Ditches would only come alive between nightfall and dawn. During the day, the grey and brownish landscape seemed completely barren and devoid of life, making it appear as a mirage.
Karel Jagodič
Soldiers would arrive at the front gradually. After conscription, they were first assigned to designated barracks for assembly, then despatched to one of the battlefields: initially the southern Serbian or eastern Russian fronts, and after 1915 also to the new Italian front. For many, their daily life would be entirely changed upon arrivals at the barracks. However, living conditions at barracks could not even begin to compare to the situation at the front lines. Order, cleanliness, regular meals and the relatively comfortable beds of the barracks would be replaced by constant migrations and sleeping on makeshift beds or even on the hard ground, meals became irregular and it was not uncommon for soldiers to even go hungry. Personal hygiene was unsatisfactory and soldiers were pestered with insects and dirt, often wore completely soaked rags that would often just dry as they were being worn.
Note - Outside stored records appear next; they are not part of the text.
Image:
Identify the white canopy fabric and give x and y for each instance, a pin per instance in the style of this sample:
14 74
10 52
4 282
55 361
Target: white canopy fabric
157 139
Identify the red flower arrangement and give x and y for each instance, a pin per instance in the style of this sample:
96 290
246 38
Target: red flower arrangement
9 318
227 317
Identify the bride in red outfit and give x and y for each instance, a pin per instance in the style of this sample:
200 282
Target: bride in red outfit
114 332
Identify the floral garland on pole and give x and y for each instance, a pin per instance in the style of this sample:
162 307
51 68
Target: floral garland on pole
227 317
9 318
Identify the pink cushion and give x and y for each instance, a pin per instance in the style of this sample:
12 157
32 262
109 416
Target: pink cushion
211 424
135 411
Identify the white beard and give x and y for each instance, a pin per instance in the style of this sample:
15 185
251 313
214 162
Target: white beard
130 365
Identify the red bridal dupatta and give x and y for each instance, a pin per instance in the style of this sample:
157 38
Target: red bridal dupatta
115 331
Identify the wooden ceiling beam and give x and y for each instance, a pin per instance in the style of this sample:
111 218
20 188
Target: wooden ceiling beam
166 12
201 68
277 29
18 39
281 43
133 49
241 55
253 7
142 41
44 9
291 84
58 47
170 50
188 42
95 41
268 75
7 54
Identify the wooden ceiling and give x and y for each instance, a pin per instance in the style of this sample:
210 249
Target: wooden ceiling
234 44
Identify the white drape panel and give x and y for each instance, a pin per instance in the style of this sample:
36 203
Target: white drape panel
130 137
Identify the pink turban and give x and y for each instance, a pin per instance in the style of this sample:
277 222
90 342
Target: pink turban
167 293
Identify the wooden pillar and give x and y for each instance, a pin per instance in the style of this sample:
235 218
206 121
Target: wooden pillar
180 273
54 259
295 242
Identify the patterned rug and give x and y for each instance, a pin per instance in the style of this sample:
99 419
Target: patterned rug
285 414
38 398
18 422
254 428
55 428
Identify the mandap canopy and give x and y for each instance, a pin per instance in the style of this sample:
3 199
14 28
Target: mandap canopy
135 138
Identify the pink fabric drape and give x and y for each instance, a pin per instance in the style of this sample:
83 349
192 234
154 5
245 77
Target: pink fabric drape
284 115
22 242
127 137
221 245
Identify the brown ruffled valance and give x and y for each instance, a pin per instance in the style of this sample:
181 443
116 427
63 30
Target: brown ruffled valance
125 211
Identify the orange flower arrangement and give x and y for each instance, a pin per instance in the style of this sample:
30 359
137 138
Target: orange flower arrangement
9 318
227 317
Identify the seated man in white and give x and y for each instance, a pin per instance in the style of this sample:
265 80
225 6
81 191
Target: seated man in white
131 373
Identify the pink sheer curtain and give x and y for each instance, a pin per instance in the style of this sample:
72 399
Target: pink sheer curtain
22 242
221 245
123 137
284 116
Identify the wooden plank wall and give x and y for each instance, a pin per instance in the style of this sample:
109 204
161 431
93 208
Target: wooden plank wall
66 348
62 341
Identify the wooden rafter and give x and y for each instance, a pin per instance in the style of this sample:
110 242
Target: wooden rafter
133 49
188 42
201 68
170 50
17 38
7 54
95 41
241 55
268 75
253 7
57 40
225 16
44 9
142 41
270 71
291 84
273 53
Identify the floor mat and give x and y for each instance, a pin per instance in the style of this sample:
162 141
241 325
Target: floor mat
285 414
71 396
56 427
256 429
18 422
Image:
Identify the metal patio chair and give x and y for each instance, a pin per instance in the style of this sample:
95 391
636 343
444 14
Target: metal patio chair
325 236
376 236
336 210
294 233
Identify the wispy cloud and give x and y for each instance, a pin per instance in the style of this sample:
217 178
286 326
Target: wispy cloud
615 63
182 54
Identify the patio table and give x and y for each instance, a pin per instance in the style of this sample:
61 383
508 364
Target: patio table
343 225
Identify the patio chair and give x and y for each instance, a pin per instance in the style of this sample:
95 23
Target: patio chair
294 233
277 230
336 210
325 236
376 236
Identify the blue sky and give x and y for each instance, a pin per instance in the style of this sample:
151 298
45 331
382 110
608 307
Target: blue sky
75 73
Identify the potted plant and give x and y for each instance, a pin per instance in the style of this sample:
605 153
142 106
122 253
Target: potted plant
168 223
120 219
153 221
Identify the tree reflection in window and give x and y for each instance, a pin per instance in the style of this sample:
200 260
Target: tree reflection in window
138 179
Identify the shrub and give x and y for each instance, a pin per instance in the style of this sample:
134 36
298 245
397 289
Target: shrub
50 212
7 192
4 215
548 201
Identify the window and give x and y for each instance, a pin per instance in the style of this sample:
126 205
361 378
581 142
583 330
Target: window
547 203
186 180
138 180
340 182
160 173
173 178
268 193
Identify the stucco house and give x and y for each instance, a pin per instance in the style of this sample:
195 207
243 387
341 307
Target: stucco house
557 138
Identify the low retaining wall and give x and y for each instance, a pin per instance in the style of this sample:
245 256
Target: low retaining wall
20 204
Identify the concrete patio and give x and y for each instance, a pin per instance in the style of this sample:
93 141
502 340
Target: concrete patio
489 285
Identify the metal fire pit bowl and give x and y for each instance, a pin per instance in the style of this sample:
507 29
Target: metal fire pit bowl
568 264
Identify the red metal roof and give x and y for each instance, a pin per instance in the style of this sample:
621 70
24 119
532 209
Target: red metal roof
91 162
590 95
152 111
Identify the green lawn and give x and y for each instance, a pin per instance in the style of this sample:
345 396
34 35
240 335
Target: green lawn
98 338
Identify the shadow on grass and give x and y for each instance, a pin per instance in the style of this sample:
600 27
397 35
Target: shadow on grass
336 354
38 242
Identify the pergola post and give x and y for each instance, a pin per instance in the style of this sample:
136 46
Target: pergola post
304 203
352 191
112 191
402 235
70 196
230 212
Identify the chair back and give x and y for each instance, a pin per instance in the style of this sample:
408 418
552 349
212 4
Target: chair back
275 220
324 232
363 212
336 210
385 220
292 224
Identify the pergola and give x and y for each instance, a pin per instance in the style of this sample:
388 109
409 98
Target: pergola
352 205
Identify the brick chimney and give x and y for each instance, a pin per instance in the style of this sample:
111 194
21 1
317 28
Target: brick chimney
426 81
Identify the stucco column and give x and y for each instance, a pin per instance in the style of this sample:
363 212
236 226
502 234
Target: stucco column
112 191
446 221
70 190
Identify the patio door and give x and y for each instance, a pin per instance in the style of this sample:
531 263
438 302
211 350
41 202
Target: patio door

Of course, living conditions were different from one battlefield to another. Sometimes, entire communities of shanties and other auxiliary facilities would spring up, while at other times, soldiers resided inside caverns and natural caves, and quite often even in lavishly furnished mansions, or churches, schools or barns and private homes forcefully seized from their owners. There was also an enormous contrast between the lodgings of conscripts and officers. The latter, as can be expected, were much better off. Even when conditions became impossible, officers were regularly given or built comfortable homes, and despite the general shortage of food and prevailing hunger, they were always properly fed. Many higher ranking officers were even assigned special personal servants, or Ordonnanz, responsible for taking care of their needs.
Specialised technical units tasked with the construction of roads, housing, ditches and telephone connections was responsible for the organisation and the uninterrupted day-to-day running of front line soldiers’ lives. Individual military units were also assigned mobile canteens, bakeries, laundrettes and field hospitals. A significant portion of soldiers was responsible for the numerous working and draft animals which were used for transporting equipment or to feed the several thousand soldiers. Despite food being scarce during the most intense battles, there was no general shortage during the initial years of the Great War. At certain battlefields, particularly during the summer, the lack of drinking water was considered a much greater problem that drove many a solder to the brink of insanity or severe stomach illnesses. Another headache among soldiers was caused by the general scarcity of tobacco, which was considered the most desirable and anticipated everyday necessity and was, in addition to food and alcohol, handed out to soldiers before important battles.
But what caused soldiers the most problems in general was the lack of cleanliness. After days of living and sleeping on the ground in ditches, where even washing one’s hands was impossible, every person would be filthy and reek. The odour of faeces would mix with the smell of gunpowder, blood and decaying corpses. Soldiers were left with no other option but to grow accustomed to the stench. Despite all the nuisances and endless horrors, the majority of soldiers were unable to become accustomed to lice and other pests, against which was impossible to protect yourself permanently. Furthermore, rats inhabiting ditches and nearby graveyards would invoke fear and terror. The rats would steal food and tear rucksacks and pick meat off the bones of the dead while tormenting the living in their sleep. As a result, cats were sometimes introduced into trenches which at least reduced the numbers of these pests to a degree.